The generation of climate forecast products adjusted to user-needs tends to be costly in time and resources. In order to help address this issue, the ERA4CS project MEDSCOPE recently released a Climate Services Toolbox called CSTools. Designed to allow seamless merging of the many post-processing steps typically applied to seasonal forecasts, CSTools is an easy-to-use toolbox designed and built to assess and improve the quality of climate forecasts, from seasonal to multi–annual scales. The package contains process-based state-of-the-art methods for forecast calibration, bias correction, statistical and stochastic downscaling, optimal forecast combination and multivariate verification, as well as basic and advanced tools to obtain tailored products. The package also allows the users to easily create their own post-processing chain.
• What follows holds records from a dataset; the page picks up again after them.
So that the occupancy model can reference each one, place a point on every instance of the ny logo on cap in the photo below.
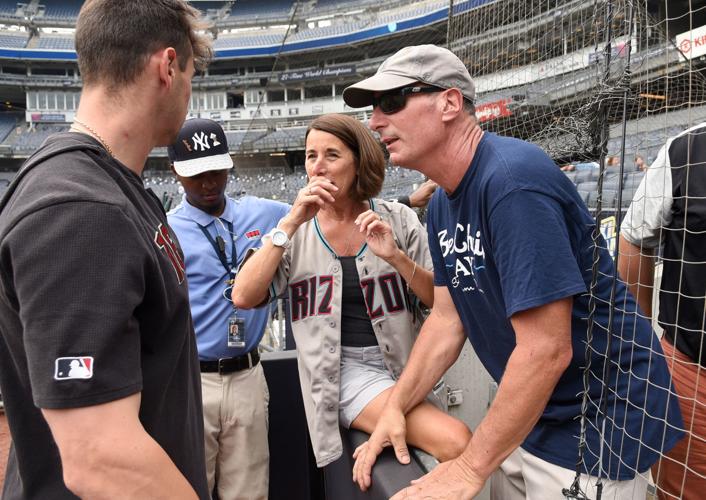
(201, 140)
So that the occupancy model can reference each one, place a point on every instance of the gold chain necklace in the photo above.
(96, 135)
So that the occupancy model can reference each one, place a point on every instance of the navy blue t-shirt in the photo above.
(516, 235)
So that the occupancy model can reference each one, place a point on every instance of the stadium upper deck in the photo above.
(530, 62)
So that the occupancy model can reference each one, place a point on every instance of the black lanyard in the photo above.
(221, 252)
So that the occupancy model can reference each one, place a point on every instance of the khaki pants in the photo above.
(682, 472)
(235, 428)
(525, 476)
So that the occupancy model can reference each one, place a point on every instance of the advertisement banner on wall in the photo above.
(316, 74)
(48, 117)
(692, 43)
(492, 110)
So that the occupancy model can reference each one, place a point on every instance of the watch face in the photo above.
(279, 238)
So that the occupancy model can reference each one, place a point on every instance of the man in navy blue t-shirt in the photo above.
(512, 247)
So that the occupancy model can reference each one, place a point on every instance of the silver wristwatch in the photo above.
(279, 238)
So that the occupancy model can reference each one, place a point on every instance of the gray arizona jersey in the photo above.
(311, 274)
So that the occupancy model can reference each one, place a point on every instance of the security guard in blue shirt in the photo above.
(215, 232)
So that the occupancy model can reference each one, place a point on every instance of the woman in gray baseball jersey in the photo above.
(354, 268)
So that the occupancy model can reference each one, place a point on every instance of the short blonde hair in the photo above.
(114, 39)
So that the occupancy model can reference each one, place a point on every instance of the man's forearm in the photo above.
(106, 453)
(134, 469)
(636, 268)
(435, 350)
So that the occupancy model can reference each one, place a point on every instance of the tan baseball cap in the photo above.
(420, 63)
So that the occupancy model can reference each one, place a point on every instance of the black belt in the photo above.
(229, 365)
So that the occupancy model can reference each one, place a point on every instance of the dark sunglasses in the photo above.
(394, 100)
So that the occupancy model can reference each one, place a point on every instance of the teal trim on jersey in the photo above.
(320, 234)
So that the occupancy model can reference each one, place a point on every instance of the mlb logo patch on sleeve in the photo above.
(73, 368)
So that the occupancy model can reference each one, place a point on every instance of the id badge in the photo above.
(236, 331)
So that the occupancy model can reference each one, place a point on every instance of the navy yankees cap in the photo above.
(201, 146)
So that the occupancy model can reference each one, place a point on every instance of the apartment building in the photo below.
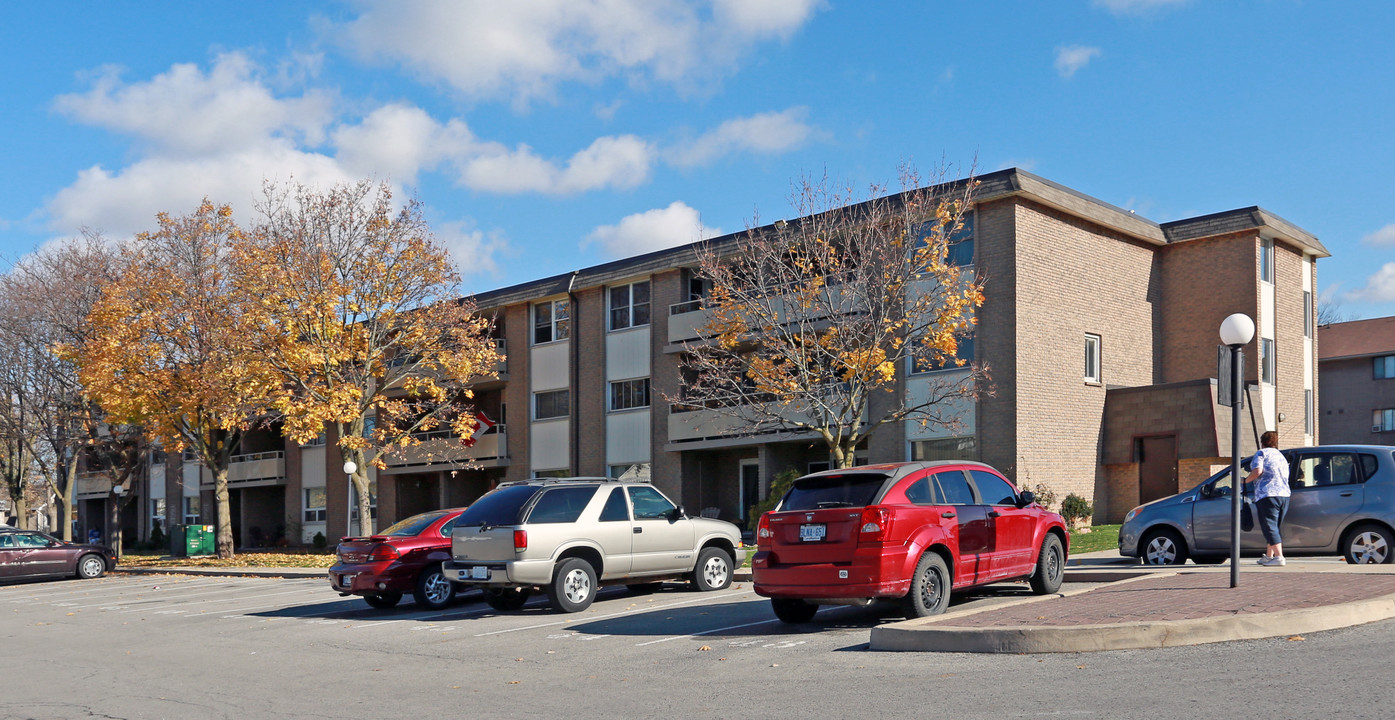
(1358, 381)
(1099, 330)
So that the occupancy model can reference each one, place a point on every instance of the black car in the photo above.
(34, 554)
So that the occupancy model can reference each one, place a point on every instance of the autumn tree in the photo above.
(357, 311)
(168, 346)
(812, 323)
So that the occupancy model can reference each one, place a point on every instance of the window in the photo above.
(629, 394)
(615, 507)
(551, 321)
(1384, 367)
(314, 504)
(191, 510)
(629, 306)
(960, 243)
(1267, 360)
(1307, 313)
(1267, 260)
(551, 403)
(561, 504)
(945, 450)
(952, 487)
(964, 352)
(1092, 348)
(649, 504)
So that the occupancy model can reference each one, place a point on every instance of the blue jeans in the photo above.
(1271, 512)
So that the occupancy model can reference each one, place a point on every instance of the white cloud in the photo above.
(1134, 7)
(187, 112)
(1072, 57)
(1380, 288)
(1383, 237)
(650, 230)
(525, 49)
(765, 133)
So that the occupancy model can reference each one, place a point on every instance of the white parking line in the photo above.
(703, 597)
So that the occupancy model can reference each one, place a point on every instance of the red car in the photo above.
(402, 558)
(903, 530)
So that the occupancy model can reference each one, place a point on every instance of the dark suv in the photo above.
(903, 530)
(568, 536)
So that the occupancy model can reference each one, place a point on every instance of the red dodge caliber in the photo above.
(402, 558)
(913, 530)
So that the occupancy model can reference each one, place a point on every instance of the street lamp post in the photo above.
(1236, 331)
(349, 469)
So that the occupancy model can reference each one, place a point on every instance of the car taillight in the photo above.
(384, 551)
(876, 525)
(763, 533)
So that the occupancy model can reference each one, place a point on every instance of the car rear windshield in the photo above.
(848, 490)
(501, 507)
(412, 526)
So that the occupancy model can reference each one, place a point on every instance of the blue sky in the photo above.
(547, 136)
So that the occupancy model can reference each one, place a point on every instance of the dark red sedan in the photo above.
(914, 532)
(402, 558)
(32, 554)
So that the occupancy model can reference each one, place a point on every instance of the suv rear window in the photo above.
(561, 504)
(500, 507)
(850, 490)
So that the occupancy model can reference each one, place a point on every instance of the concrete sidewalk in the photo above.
(1159, 607)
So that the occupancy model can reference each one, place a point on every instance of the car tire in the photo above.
(1162, 547)
(507, 599)
(434, 590)
(1051, 567)
(713, 570)
(574, 586)
(1369, 543)
(382, 600)
(929, 588)
(91, 567)
(793, 610)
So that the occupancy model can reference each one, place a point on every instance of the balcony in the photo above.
(441, 448)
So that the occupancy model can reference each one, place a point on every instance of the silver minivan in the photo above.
(1342, 504)
(569, 536)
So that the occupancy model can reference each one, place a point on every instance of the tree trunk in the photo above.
(223, 510)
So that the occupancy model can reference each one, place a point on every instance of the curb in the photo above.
(915, 636)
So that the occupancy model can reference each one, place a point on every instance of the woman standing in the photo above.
(1271, 494)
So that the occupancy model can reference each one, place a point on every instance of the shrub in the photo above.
(1076, 510)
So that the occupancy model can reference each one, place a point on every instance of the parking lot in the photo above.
(197, 646)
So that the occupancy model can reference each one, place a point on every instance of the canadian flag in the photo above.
(481, 426)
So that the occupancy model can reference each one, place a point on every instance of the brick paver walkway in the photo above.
(1189, 596)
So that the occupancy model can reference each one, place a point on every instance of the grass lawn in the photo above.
(1098, 537)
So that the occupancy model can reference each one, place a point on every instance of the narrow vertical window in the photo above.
(1092, 357)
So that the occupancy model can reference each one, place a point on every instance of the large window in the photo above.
(551, 403)
(629, 394)
(314, 504)
(1384, 367)
(1092, 349)
(629, 306)
(1267, 360)
(1267, 260)
(551, 321)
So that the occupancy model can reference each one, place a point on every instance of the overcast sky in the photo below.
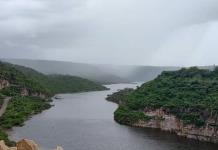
(146, 32)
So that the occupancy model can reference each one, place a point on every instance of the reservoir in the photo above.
(84, 121)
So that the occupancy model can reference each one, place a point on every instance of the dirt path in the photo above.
(4, 105)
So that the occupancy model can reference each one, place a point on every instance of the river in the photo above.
(84, 121)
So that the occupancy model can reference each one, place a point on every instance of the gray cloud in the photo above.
(147, 32)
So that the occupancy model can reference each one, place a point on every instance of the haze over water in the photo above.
(84, 121)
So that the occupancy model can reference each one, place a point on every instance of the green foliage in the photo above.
(4, 136)
(20, 109)
(126, 116)
(190, 94)
(119, 97)
(21, 77)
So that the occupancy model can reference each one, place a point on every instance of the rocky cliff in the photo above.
(23, 145)
(168, 122)
(4, 83)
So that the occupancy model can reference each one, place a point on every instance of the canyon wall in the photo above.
(4, 84)
(168, 122)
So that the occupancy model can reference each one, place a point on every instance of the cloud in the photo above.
(148, 32)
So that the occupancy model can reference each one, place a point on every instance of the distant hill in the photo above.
(103, 74)
(183, 101)
(21, 78)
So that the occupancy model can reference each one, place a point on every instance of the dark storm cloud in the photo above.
(153, 32)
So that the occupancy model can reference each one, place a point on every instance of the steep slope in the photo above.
(184, 102)
(29, 92)
(87, 71)
(99, 73)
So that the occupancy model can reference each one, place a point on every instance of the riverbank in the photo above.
(20, 109)
(183, 102)
(87, 123)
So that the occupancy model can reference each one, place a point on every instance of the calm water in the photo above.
(84, 121)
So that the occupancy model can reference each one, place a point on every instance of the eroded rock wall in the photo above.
(4, 84)
(168, 122)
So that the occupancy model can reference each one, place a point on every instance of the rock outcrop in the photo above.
(4, 84)
(168, 122)
(23, 145)
(25, 92)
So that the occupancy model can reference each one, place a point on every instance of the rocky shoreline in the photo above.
(24, 144)
(168, 122)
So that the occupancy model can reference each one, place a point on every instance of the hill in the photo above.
(28, 92)
(184, 102)
(103, 74)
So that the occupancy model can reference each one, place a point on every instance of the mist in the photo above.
(124, 32)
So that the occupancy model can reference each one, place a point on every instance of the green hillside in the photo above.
(30, 92)
(190, 94)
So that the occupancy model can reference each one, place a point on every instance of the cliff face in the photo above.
(23, 145)
(168, 122)
(25, 92)
(4, 84)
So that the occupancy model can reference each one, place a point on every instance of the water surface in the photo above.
(84, 121)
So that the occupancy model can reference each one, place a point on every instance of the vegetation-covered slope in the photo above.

CSTools has been developed by applying the good practices of software development, and relied on documentation and a development policy designed at the Barcelona Supercomputing Center (Spain) with support from the participating partners. The nested structure of CSTools functions led to concise and easy to understand code, facilitating its maintenance while also making it easy to use by the community and straightforward to parallelize and employ on an HPC platform. CSTools is written in R and is now available on CRAN. A series of videos showcasing the toolbox is available online and a manuscript describing the tool is in preparation (Pérez Zanon et al. 2020).
Pérez-Zanon et al. (2020) The CSTools toolbox: from climate forecasts to climate forecast information. In preparation.
Figure 1: PlotForecastPDF, a function in CSTools, can be used to easily visualize the full distribution of multiple forecasts.